Cybersecurity Policy

Fundamentally, to ensure the resilience of the national grid and other essential services to cyber threats, it is vital that robust cyber security measures are implemented by the entities concerned.

The European Union Directive 2016/1148 concerning measures for a high common level of security of network and information systems, the NIS Directive, established a regulatory framework to safeguard Operators of Essential Services in specific sectors of Critical National Infrastructure, including banking and financial market infrastructures. The NIS Directive was published in the Official Journal of the EU in July 2016 and was transposed into Irish law on the 18th of September 2018 by way of Statutory Instrument No. 360 of 2018 (www.irishstatutebook.ie/eli/2018/si/360/made/en) (hereafter “the 2018 Regulations”).

The 2018 Regulations place a number of significant responsibilities on the State and on critical infrastructure in respect of cyber security. These responsibilities are wide ranging, but, inter alia, require the State to identify Operators of Essential Services (OES) in specific sectors of Critical National Infrastructure. These OES are required to take appropriate and proportionate technical and organisational measures to manage security risks to their network and information systems; to take steps to prevent and minimise the impact of any incident that affects the security of their network and information systems to ensure the continuity of the services they provide; and to report serious incidents to the National Competent Authority and the national Computer Security Incident Response Team (CSIRT), and to comply with instructions of these authorities in this regard.

The Directive obliged the State to designate National Competent Authorities (NCA) in respect of the security of network and information systems. These entities ensure that the implementation of the Directive is monitored on an ongoing basis within the State and formalise channels of communication both with the relevant authorities of other Member States and with An Garda Síochána and the Office of the Data Protection Commissioner. Regulation 7(2) of the 2018 Regulations designates the Central Bank of Ireland as the NCA in respect of operators of essential services in the Banking and Financial Market Infrastructures sectors. I am designated as the NCA for the other five sectors within scope of the NIS Directive, including the Energy sector, and Ireland’s CSIRT is in the National Cyber Security Centre (NCSC).

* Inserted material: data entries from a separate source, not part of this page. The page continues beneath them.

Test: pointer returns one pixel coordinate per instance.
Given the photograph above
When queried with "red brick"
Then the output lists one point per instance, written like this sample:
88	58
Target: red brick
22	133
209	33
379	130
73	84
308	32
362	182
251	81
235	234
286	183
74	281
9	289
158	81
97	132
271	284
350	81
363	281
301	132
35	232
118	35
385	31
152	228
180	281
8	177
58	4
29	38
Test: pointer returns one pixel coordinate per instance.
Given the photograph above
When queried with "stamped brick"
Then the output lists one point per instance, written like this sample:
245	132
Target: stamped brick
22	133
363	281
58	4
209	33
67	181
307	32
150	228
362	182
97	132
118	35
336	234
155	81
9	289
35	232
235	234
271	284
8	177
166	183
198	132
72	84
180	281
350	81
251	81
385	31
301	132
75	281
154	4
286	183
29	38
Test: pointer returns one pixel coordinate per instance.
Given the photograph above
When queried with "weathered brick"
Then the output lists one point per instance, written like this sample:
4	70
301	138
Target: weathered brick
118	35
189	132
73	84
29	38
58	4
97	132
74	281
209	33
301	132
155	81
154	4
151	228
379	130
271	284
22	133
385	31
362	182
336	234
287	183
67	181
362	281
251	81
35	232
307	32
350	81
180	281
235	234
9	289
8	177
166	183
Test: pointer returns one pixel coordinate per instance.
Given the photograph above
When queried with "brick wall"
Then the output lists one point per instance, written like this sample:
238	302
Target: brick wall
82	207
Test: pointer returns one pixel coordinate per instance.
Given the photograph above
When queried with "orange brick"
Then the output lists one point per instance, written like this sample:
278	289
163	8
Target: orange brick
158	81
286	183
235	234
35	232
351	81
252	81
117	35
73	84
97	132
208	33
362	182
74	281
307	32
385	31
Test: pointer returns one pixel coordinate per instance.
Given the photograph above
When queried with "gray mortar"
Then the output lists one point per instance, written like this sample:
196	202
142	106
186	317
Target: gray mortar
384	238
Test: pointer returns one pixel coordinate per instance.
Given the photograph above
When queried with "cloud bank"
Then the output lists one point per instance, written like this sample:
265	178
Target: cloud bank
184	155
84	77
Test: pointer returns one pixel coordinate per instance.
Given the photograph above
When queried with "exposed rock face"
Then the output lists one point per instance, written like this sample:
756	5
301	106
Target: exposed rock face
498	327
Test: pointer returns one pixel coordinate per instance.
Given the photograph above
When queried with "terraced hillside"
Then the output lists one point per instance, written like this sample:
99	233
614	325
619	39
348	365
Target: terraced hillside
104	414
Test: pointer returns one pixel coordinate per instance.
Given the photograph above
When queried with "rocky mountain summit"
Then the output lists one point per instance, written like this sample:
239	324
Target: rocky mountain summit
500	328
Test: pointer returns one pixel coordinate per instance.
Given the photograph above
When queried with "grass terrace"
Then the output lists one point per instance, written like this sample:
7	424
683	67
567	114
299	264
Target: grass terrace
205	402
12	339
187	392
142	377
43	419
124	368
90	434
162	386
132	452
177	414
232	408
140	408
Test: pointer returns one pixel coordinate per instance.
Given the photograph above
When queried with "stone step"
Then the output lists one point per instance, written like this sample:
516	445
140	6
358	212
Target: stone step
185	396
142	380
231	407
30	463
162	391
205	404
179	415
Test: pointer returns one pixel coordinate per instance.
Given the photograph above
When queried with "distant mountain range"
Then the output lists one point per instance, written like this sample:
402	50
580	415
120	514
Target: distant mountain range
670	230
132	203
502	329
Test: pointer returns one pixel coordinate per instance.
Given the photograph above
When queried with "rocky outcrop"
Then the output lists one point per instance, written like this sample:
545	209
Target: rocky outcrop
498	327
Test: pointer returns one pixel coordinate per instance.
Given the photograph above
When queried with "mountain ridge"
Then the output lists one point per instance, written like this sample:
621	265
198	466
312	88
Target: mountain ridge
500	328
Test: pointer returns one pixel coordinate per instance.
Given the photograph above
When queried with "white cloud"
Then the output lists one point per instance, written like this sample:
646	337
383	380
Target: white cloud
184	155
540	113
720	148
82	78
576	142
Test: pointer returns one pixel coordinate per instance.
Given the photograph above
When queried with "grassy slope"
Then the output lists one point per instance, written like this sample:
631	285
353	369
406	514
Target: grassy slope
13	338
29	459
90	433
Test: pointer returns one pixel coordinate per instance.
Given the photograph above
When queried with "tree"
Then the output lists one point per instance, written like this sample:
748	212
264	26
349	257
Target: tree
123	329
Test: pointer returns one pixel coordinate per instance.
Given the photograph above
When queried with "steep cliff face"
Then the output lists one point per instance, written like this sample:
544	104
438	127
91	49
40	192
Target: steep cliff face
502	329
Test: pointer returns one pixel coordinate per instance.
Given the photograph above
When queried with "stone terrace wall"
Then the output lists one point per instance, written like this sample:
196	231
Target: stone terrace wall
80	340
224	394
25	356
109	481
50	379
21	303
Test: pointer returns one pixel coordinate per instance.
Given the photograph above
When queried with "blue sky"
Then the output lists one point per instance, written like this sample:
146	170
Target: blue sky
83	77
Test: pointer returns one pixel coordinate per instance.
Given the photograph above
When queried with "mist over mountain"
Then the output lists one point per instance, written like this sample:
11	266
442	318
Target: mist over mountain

With respect to the national grid, EirGrid as the Transmission System Operator (TSO) and ESB Networks as the Distribution System Operator have both been designated as OES under the 2018 Regulations. The NCSC engages with these bodies on an ongoing basis to supervise their compliance with the Regulations and share information relating to cyber threats.

In the years since 2018, the global cyber threat landscape has deteriorated and many significant cyber security incidents have occurred, including the ransomware incident which impacted the HSE’s systems in May 2021. The European Union and its Member States, recognising the need for an enhanced regulatory framework, initiated at the end of 2020 a review of the NIS Directive and a revised NIS Directive, “NIS2”, was published in the Official Journal of the European Union as Directive (EU) 2022/2555 on 27 December 2022. NIS 2 will bring a broad expansion of the scope of the Directive as well as a strengthened supervisory and enforcement regime for existing sectors, underpinned by a set of sanctions and fines. Officials in my Department are currently working on the transposition of the NIS 2 Directive into Irish law and liaising with relevant Departments and agencies to prepare for its implementation.